WHEN Kedah menteri besar Muhammad Sanusi Md Nor cracked an unfunny joke about signing up to get into containers meant to store bodies of Covid-19 victims, it riled many people.
Critics let loose in reprimanding Sanusi for his insensitivity. One of them, a 61-year old man, accused him of “displaying his stupidity for all to see”.
Sanusi, who is no stranger to controversy, has since apologised for the gaffe, acknowledging that he had hurt the feelings of many.
He also said he accepted the reprimands “as part of my job”.
Yet, at the time of this writing, the elderly man and three other people had been arrested for allegedly insulting him.
This is unwarranted.
Sanusi maintains that he was innocently joking with reporters. Try telling that to the families of the people whose bodies are lined up in the morgue and piled up in containers.

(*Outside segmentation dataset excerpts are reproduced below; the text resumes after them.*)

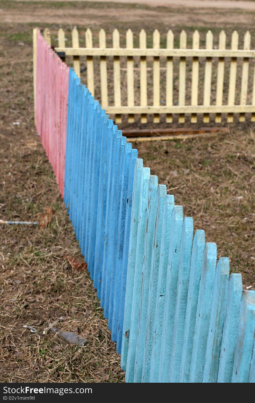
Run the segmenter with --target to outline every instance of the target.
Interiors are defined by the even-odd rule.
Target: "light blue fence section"
[[[137,152],[70,69],[64,201],[120,352]]]
[[[72,69],[66,135],[64,200],[126,381],[255,382],[255,291]]]

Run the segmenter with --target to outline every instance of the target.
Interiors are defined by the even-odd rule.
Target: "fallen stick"
[[[6,221],[4,220],[0,220],[0,224],[24,224],[26,225],[38,225],[38,222],[33,221]]]
[[[134,138],[137,137],[149,136],[155,137],[156,136],[158,136],[159,138],[160,137],[163,137],[162,135],[166,135],[164,137],[167,137],[172,139],[175,138],[177,137],[181,138],[182,135],[191,137],[194,136],[194,135],[214,134],[220,132],[226,133],[227,132],[228,129],[226,127],[201,127],[199,129],[191,129],[190,127],[187,127],[161,129],[132,129],[131,130],[124,129],[122,131],[122,134],[123,136],[128,138],[132,137]],[[166,135],[168,135],[168,136],[166,136]],[[187,138],[187,137],[185,138]]]
[[[154,137],[127,137],[126,141],[128,143],[135,141],[157,141],[160,140],[175,140],[180,139],[182,140],[186,139],[192,139],[195,137],[209,137],[210,136],[215,135],[217,134],[216,132],[210,133],[203,133],[201,134],[187,134],[179,135],[178,136],[157,136]]]

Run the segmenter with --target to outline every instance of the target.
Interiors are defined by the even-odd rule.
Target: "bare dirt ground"
[[[137,40],[142,27],[151,33],[158,28],[162,35],[171,28],[177,36],[184,27],[190,34],[197,29],[203,38],[208,29],[218,34],[224,29],[228,40],[234,29],[240,37],[249,29],[254,48],[254,15],[250,9],[85,2],[2,1],[0,9],[0,218],[37,220],[46,208],[54,209],[45,229],[0,225],[0,380],[122,382],[120,357],[88,273],[79,266],[79,246],[35,133],[32,28],[48,27],[54,40],[60,25],[69,35],[75,25],[83,35],[89,27],[94,32],[103,27],[109,37],[117,27],[123,40],[130,27]],[[244,286],[255,289],[255,128],[247,119],[228,128],[224,135],[136,146],[195,228],[217,243],[219,256],[230,257]],[[48,321],[56,320],[89,344],[77,349],[50,330],[44,334]]]
[[[19,1],[19,0],[15,0]],[[24,0],[29,1],[30,0]],[[34,0],[35,2],[40,2],[41,0]],[[46,1],[52,2],[52,0],[46,0]],[[61,2],[62,0],[55,0]],[[69,0],[71,2],[77,1],[77,0]],[[80,1],[85,2],[86,0],[79,0]],[[96,0],[91,0],[92,2],[96,2]],[[112,2],[112,0],[102,0],[102,2]],[[175,7],[182,6],[185,8],[226,8],[228,10],[232,8],[239,8],[242,10],[255,10],[255,4],[253,0],[118,0],[118,3],[123,4],[147,4],[155,6],[164,6],[167,7]]]

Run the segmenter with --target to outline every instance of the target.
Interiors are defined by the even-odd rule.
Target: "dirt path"
[[[16,0],[19,1],[19,0]],[[30,0],[25,0],[29,1]],[[35,0],[39,2],[40,0]],[[52,0],[46,0],[50,2]],[[62,2],[62,0],[56,0]],[[70,0],[69,0],[70,1]],[[76,0],[70,0],[75,1]],[[85,1],[86,0],[80,0]],[[90,0],[96,2],[97,0]],[[101,0],[100,2],[112,3],[112,0]],[[147,4],[158,6],[159,6],[170,7],[180,6],[189,8],[195,7],[199,8],[240,8],[242,10],[252,10],[255,11],[255,2],[252,0],[118,0],[118,2],[124,4],[136,3],[139,4]]]

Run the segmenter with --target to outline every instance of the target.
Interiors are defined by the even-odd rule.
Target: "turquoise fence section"
[[[39,89],[43,116],[50,94]],[[66,134],[64,201],[126,382],[255,382],[255,291],[230,278],[228,259],[217,262],[72,69],[66,118],[54,142]]]
[[[64,201],[120,352],[137,152],[70,69]]]

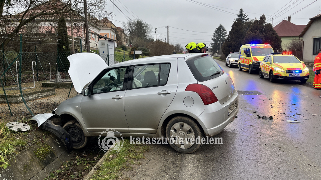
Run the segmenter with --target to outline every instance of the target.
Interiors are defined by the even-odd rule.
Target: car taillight
[[[213,92],[207,86],[198,84],[188,85],[185,91],[193,91],[198,94],[204,104],[207,105],[218,101]]]

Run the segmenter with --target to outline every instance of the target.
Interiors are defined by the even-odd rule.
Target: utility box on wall
[[[100,39],[98,43],[99,45],[99,55],[108,65],[115,64],[114,42],[106,39]],[[117,47],[116,42],[114,43],[115,46]],[[109,55],[108,56],[108,54]],[[108,61],[108,60],[109,61]]]

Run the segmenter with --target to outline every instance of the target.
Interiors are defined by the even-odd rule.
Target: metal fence
[[[37,52],[37,48],[32,52],[0,51],[1,117],[16,119],[51,112],[77,94],[68,73],[71,52]],[[109,65],[134,57],[125,49],[115,51],[114,55],[100,54]]]

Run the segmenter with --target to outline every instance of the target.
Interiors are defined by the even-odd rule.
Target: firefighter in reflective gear
[[[314,89],[321,90],[321,49],[319,50],[319,54],[314,59],[313,71],[316,74],[313,80]]]
[[[188,53],[191,54],[192,53],[200,53],[201,52],[197,49],[197,47],[196,46],[196,43],[194,42],[189,43],[185,46],[186,49],[187,49],[187,51]]]
[[[206,52],[206,44],[204,43],[200,43],[196,45],[197,49],[201,51],[201,53]]]

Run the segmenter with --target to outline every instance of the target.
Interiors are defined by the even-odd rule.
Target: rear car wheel
[[[274,79],[274,78],[273,77],[273,73],[272,72],[272,71],[270,72],[269,78],[270,78],[270,82],[271,83],[273,83],[275,81],[275,79]]]
[[[248,67],[248,73],[253,74],[253,70],[252,70],[252,66],[250,65]]]
[[[264,76],[263,75],[263,74],[262,74],[262,70],[260,69],[259,70],[259,77],[260,77],[260,78],[264,78]]]
[[[302,79],[302,80],[300,80],[300,81],[301,82],[301,83],[305,83],[307,82],[307,81],[308,79]]]
[[[74,149],[81,149],[86,146],[89,138],[85,136],[81,126],[77,121],[69,121],[63,127],[70,135]]]
[[[202,146],[199,142],[198,144],[196,143],[195,138],[200,136],[201,139],[204,136],[203,129],[199,125],[190,118],[184,116],[177,116],[168,122],[166,135],[169,138],[169,143],[173,149],[179,152],[188,154],[194,152]],[[192,137],[194,139],[191,142],[193,143],[191,143]]]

Further, he believes it was nobody’s business but his and the reporters.
According to him, the reporters laughed along with him. If that’s true, it’s probably because they didn’t want to get arrested.
The remarks from the critics were a response to an insensitive and, indeed, insulting attempt at being funny.
Someone who is paid by taxpayers should not make light of tragedies whose victims are taxpayers, especially considering the sobering data Malaysians are fed with daily about the epidemic.
Knee-jerk insults, even harsh ones, in reaction to bizarre jokes are to be expected, especially from those who may have lost loved ones to the virus.
You get as good as you give.
Seasoned politicians, such as Sanusi, should have by now become immune to name calling.
As Sanusi himself has said, being reprimanded comes with the territory.
True. And so do insults in response to insults.
Sean Augustin is news editor at FMT.